Specialty retailers as a whole might not be so lucky. Oppenheimer's Meyer remains generally downbeat, noting that in the last recession, a weighted average of her group underperformed the S&P 500 by 25 to 35 percent. It's off just 10 to 15 percent in this downturn. She predicts any rebate-inspired rally will simply be a "head fake" before the next leg down.
One short-term exception, she says, could be urban fashion retailer Citi Trends.
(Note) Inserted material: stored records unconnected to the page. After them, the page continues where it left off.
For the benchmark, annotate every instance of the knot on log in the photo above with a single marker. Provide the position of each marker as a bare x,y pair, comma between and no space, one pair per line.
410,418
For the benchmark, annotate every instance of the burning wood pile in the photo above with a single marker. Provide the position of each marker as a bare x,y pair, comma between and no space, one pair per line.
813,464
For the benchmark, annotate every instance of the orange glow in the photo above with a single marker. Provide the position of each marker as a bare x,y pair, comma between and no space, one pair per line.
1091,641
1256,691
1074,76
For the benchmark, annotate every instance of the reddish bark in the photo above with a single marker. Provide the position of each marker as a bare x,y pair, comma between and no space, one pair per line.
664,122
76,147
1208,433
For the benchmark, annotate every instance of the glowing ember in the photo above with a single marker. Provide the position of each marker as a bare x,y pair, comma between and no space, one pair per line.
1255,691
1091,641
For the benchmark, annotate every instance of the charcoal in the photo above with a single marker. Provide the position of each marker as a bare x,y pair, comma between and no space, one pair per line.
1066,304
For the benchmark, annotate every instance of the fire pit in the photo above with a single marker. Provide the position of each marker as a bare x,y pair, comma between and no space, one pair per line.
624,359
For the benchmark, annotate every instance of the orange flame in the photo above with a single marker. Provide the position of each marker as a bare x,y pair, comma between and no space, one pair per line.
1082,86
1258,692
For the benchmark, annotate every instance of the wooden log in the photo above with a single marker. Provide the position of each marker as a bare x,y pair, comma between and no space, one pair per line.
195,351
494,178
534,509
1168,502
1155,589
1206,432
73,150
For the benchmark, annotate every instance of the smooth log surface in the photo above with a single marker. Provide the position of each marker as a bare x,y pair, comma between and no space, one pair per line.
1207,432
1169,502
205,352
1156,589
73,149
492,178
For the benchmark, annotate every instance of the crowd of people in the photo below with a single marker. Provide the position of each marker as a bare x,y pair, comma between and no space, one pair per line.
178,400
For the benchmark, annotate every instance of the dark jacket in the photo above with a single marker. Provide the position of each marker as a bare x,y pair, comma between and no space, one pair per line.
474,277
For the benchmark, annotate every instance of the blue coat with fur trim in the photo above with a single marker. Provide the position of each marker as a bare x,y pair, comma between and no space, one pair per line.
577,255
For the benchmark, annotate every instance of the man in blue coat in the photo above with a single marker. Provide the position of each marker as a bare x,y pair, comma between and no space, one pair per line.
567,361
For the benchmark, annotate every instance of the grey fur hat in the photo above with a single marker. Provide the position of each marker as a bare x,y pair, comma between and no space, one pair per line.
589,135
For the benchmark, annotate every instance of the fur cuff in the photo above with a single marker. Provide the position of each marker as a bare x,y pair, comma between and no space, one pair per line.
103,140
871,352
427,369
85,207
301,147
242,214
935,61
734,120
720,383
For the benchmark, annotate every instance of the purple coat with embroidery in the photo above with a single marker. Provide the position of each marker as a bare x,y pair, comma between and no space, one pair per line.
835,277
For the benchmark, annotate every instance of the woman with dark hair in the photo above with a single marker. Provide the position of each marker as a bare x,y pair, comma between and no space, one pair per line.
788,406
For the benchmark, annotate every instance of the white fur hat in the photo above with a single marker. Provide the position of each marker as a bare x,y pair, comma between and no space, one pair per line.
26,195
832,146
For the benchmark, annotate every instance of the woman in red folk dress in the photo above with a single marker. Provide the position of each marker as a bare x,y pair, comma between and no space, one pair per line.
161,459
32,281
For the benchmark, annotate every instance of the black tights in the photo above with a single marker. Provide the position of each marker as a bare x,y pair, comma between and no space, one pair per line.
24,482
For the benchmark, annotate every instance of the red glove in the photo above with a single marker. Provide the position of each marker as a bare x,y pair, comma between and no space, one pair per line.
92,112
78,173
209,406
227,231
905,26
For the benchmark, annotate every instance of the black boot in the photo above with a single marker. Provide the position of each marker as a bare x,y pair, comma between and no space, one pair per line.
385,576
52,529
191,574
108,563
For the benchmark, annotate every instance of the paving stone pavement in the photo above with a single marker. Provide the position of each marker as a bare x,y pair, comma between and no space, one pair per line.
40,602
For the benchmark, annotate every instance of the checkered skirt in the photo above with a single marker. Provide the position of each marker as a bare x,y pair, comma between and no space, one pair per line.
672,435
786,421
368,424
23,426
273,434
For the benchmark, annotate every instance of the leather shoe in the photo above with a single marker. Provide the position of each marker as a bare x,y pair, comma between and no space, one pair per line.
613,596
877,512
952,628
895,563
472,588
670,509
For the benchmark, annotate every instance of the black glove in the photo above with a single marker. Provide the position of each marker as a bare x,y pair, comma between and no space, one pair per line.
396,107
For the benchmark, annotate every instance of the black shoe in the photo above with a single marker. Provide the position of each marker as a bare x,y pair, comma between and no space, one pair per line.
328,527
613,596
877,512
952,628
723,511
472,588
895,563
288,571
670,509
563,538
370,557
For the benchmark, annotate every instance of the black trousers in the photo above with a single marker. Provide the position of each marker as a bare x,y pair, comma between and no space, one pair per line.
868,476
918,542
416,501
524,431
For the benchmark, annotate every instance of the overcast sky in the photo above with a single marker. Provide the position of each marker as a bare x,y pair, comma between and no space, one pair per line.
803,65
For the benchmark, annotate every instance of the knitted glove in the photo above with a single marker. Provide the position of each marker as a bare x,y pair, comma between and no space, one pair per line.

The company saw notable one-time gains during both the last tax rebate and after government checks were cut following Hurricane Katrina, when same-store sales jump above 20 percent from single digits in earlier months. "Citi's customers are used to spending their disposable income on clothing," she says.
Better bets remain the fastest growers that have managed to buck much of the sector slowdown already. There, Urban Outfitters and J. Crew top Meyer's list of picks. "They are absolutely on top of their game and poised to have a terrific year," she said of J. Crew, while at Urban, "you would never know we're in a recessionary environment based on traffic in their stores."